En 1994, Kenneth Branagh a réalisé, avec plus ou moins de réussite, l’une des adaptations les plus fidèles, avec un Robert De Niro en créature oscillant entre humanité et monstruosité. Trente ans plus tard, Guillermo del Toro, pour la plateforme Netflix (certains crieront automatiquement au scandale, mais regardons avant tout jugement), emprunte peu ou prou le même chemin : il redonne à la créature la faculté de parler, et par la même occasion l’humanité qu’on lui avait autrefois ôtée.

Si l’affiche du film annonce le côté obscur de la créature, imposante et au regard menaçant – les premières minutes confirment d’ailleurs ce trait de caractère –, del Toro semble néanmoins s’attacher à faire prévaloir son statut de victime plus que de bourreau. Sans reprendre fidèlement le récit enchâssé du roman (plusieurs récits racontés par diverses personnes, pour plusieurs histoires de vie), le réalisateur s’en rapproche en divisant le film en deux grandes parties : le récit du créateur et le récit de la créature, offrant à cette dernière un véritable espace de parole.

Victime de la science, conséquence de l’obsession humaine pour le mythe créateur, la créature de Guillermo del Toro porte en elle l’innocence d’un nouveau-né dans la gestuelle de son corps, et la soif d’apprendre d’un enfant dans la curiosité de son regard. Dans la caméra du réalisateur, elle n’apparaît pas tant effrayante qu’apeurée et démunie face à ce monde inconnu qui se révèle violent et incapable d’accueillir la différence. Le jeu maîtrisé et sensible de Jacob Elordi (série Euphoria) traduit avec justesse l’isolement et la solitude des personnes en marge, ainsi que la perte de contrôle que cela peut engendrer. Si l’on peut critiquer le réalisateur pour sa manière de « lisser » sa créature, en lui injectant peut-être un peu trop d’humanité alors que tout l’intérêt du personnage se trouve dans son ambivalence à la Dr Jekyll et Mister Hyde, on retrouve néanmoins l’essence originelle de l’histoire : un être abandonné par son père et rejeté par le monde à cause de son aspect difforme.

Frankenstein de Guillermo del Toro

L’univers sombrement métallique de Stan Manoukian

La noirceur poétique de del Toro trouve son pendant sur les étagères des librairies puisque, simultanément, sort Frankenstein illustré par Stan Manoukian, publié dans la collection « Papillon noir » aux éditions Gallimard. La collection, créée en 2023 et dirigée par l’illustrateur Benjamin Lacombe, donne à voir des classiques de la littérature illustrés par des illustrateurs contemporains : Carmen de Prosper Mérimée (novembre 2024) et Gatsby le Magnifique de Francis Scott Fitzgerald par Benjamin Lacombe (novembre 2025), Le Portrait de Dorian Gray d’Oscar Wilde par Xavier Giudicelli (octobre 2024), etc.

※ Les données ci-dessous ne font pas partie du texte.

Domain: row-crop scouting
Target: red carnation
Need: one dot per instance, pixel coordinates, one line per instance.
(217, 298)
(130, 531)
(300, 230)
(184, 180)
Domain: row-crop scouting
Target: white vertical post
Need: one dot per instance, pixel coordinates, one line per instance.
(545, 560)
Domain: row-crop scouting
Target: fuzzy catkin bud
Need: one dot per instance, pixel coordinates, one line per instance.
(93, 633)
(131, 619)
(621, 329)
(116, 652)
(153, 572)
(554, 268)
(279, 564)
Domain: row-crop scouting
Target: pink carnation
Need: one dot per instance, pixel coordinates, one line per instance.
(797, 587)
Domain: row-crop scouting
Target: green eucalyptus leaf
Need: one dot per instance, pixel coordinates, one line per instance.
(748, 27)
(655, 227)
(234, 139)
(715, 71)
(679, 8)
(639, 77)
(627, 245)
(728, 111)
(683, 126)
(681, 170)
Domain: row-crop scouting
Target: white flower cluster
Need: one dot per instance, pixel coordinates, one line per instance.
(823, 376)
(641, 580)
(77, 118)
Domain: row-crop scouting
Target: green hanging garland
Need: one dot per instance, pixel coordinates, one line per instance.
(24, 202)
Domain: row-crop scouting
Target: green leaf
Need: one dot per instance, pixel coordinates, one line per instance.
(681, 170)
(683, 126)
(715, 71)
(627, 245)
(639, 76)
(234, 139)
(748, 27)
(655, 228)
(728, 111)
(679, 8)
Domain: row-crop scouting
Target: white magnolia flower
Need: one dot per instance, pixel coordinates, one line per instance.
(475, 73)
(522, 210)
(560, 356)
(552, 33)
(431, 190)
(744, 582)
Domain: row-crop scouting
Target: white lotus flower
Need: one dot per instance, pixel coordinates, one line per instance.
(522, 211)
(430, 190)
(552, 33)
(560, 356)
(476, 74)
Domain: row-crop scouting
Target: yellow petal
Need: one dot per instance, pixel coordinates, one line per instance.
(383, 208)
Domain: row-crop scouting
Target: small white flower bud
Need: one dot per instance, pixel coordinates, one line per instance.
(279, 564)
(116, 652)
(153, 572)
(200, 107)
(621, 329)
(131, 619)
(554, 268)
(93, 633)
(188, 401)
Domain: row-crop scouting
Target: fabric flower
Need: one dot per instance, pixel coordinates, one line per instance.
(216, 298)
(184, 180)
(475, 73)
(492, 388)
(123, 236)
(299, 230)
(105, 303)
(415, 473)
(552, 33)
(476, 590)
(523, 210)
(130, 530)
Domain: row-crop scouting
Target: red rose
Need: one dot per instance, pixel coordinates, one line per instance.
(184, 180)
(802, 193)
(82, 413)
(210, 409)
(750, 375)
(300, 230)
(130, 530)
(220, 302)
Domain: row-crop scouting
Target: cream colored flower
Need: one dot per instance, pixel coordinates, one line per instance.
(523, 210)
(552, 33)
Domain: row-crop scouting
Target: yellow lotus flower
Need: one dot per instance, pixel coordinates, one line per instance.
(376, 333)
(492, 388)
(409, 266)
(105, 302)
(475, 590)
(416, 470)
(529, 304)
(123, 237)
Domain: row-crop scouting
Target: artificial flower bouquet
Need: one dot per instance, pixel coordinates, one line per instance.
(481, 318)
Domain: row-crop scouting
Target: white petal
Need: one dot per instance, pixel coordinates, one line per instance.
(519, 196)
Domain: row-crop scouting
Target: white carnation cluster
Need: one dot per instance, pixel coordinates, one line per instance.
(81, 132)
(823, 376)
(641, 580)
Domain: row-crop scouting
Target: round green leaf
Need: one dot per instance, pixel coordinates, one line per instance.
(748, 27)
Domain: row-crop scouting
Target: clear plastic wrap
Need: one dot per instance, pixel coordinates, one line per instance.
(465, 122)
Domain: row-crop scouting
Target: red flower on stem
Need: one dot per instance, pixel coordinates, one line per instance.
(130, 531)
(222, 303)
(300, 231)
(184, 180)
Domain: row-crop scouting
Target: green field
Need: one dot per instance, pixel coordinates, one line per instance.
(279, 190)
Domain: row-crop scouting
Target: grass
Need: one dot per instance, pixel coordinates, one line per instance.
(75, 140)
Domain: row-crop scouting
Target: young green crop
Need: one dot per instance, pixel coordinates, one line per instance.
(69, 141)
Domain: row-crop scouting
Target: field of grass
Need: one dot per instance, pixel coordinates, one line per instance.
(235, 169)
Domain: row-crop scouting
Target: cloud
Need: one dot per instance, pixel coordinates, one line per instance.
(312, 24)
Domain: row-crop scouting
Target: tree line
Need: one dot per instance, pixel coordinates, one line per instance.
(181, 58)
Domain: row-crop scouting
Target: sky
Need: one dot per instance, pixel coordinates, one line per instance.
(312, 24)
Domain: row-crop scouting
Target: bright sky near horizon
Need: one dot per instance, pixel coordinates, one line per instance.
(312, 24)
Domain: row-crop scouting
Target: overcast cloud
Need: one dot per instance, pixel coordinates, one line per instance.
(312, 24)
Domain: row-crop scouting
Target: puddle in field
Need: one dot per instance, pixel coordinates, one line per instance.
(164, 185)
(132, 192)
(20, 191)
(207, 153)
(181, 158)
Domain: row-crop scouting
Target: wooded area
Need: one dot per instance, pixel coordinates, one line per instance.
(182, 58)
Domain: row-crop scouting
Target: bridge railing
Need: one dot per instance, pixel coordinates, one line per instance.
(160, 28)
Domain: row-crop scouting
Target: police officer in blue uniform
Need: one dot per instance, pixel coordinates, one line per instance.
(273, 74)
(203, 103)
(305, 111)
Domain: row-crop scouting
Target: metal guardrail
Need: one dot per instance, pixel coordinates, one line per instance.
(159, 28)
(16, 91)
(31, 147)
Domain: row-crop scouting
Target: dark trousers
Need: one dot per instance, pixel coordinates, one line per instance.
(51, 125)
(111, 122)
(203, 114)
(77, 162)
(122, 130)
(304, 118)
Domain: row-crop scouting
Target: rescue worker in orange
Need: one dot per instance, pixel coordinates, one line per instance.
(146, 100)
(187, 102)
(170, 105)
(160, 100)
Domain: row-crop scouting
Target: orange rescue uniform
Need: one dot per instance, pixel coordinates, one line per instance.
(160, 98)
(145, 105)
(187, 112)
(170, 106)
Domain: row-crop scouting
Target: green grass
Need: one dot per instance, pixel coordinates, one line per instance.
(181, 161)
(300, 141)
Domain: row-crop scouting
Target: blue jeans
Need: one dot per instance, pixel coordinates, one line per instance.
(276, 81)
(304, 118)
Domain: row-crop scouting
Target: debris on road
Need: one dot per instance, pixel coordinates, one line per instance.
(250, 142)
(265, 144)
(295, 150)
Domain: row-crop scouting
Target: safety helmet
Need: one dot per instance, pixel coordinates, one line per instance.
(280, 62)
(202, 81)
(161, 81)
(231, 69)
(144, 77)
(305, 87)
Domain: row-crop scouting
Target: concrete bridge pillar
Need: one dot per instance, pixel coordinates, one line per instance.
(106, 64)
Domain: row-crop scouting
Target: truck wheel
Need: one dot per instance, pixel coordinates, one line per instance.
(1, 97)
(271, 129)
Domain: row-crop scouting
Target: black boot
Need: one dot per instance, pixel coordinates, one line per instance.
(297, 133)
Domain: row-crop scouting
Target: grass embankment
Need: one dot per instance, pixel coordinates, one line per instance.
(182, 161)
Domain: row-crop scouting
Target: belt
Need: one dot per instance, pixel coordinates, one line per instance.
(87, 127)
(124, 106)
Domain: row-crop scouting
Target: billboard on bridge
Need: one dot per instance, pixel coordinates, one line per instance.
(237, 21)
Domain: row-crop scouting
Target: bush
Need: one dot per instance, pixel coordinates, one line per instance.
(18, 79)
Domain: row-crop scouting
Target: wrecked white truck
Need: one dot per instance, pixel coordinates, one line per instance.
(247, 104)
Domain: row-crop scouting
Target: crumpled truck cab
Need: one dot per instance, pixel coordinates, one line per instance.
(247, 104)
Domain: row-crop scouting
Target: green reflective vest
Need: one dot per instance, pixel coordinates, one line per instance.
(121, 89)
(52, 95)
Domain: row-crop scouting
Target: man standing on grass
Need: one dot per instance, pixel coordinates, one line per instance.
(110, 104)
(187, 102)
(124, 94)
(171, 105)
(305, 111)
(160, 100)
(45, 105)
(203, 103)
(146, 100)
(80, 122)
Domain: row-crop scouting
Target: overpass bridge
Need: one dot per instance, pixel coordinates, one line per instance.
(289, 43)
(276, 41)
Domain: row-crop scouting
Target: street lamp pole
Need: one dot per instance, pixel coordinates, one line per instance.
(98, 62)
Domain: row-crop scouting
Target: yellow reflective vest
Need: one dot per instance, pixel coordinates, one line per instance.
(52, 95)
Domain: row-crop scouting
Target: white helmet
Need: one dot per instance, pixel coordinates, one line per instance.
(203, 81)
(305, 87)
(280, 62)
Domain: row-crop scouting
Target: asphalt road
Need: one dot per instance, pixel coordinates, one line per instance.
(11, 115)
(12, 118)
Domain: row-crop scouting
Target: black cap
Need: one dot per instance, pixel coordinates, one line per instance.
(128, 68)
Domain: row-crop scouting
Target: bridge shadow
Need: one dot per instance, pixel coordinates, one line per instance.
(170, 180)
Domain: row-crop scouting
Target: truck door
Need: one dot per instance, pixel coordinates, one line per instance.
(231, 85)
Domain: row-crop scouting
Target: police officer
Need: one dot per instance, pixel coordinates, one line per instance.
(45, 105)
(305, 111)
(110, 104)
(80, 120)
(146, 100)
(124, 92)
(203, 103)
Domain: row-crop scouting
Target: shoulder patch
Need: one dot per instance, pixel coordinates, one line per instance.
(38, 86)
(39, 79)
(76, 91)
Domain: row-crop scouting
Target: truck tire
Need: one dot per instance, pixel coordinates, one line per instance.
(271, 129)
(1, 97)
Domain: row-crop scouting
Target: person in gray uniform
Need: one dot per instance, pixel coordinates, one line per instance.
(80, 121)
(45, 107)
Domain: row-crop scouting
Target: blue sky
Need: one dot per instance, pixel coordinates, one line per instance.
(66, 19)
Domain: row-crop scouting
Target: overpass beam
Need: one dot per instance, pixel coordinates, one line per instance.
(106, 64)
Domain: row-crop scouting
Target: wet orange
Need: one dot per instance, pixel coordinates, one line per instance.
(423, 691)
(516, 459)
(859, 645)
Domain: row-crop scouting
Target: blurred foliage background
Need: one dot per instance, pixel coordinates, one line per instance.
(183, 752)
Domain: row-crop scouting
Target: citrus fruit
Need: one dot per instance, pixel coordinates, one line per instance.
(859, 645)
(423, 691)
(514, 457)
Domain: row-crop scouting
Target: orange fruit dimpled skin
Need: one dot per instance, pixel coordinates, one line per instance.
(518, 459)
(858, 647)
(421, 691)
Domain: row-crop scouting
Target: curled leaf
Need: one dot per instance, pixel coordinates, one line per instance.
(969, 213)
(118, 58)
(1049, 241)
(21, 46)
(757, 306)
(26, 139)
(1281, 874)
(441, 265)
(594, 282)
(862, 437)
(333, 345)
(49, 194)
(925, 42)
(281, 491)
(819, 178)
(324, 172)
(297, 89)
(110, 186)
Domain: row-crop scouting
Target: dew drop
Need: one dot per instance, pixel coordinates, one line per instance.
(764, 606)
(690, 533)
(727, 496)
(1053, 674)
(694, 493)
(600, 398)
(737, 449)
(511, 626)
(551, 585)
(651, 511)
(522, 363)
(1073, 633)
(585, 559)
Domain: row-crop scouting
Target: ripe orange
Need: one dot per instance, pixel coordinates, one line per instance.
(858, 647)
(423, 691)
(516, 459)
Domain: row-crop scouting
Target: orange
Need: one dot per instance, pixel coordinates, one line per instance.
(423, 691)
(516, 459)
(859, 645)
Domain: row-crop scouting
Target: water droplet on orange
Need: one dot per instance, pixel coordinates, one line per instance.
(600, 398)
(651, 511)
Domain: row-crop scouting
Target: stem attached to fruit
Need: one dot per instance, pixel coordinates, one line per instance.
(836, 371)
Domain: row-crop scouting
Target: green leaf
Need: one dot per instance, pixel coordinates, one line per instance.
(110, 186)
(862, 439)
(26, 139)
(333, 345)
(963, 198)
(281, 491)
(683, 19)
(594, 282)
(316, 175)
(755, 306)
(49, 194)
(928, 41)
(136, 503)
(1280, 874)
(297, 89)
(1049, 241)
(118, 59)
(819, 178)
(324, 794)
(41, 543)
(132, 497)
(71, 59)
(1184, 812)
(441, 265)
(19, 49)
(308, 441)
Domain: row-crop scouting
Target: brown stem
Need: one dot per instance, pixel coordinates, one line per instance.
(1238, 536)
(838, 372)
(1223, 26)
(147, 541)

La version illustrée par Stan Manoukian s’adresse à un public plus jeune que le film, mais tout autant aux adultes. À l’image de l’esthétique nimbée d’obscurité chère à Guillermo del Toro, les illustrations sont traversées d’une aura gothique qui prolonge l’imaginaire littéraire de Mary Shelley. L’illustrateur est chez lui dans cet univers qui compte parmi ses inspirations, aux côtés d’autres écrivains comme Edgar Allan Poe, Lovecraft ou Jules Verne.

Dans cette enveloppe de papier, la monstruosité physique que Manoukian met en avant dans son interprétation est par moments adoucie par des yeux arrondis, reflets d’une curiosité enfantine.

Dans un écho aux gravures de contes de Gustave Doré, le trait en noir et blanc, sculpté à la pierre noire et rehaussé de reflets métalliques, ramène au siècle de la création de Frankenstein. Le relief qu’apporte la brillance donne vie à la composition comme Victor Frankenstein à sa création. L’alternance entre le noir et blanc et la couleur, notamment avec des doubles pages teintées de vert (couleur que l’on associe à la créature), ancre les visuels dans l’esthétique familière de Frankenstein, que l’on redécouvre avec saveur.

Frankenstein de Guillermo del Toro, avec Oscar Isaac, Jacob Elordi et Mia Goth, sur Netflix depuis le 7 novembre 2025 (2h30).

Frankenstein de Mary Shelley, illustré par Stan Manoukian, collection « Papillon noir », éditions Gallimard, 256 pages, 35 €. Parution : 19 novembre 2025.

Jamais deux sans trois : les éditions Callidor ont également édité une version de Frankenstein illustrée par Aurélien Police, parue le 25 octobre 2025, 384 pages, prix : 35 €.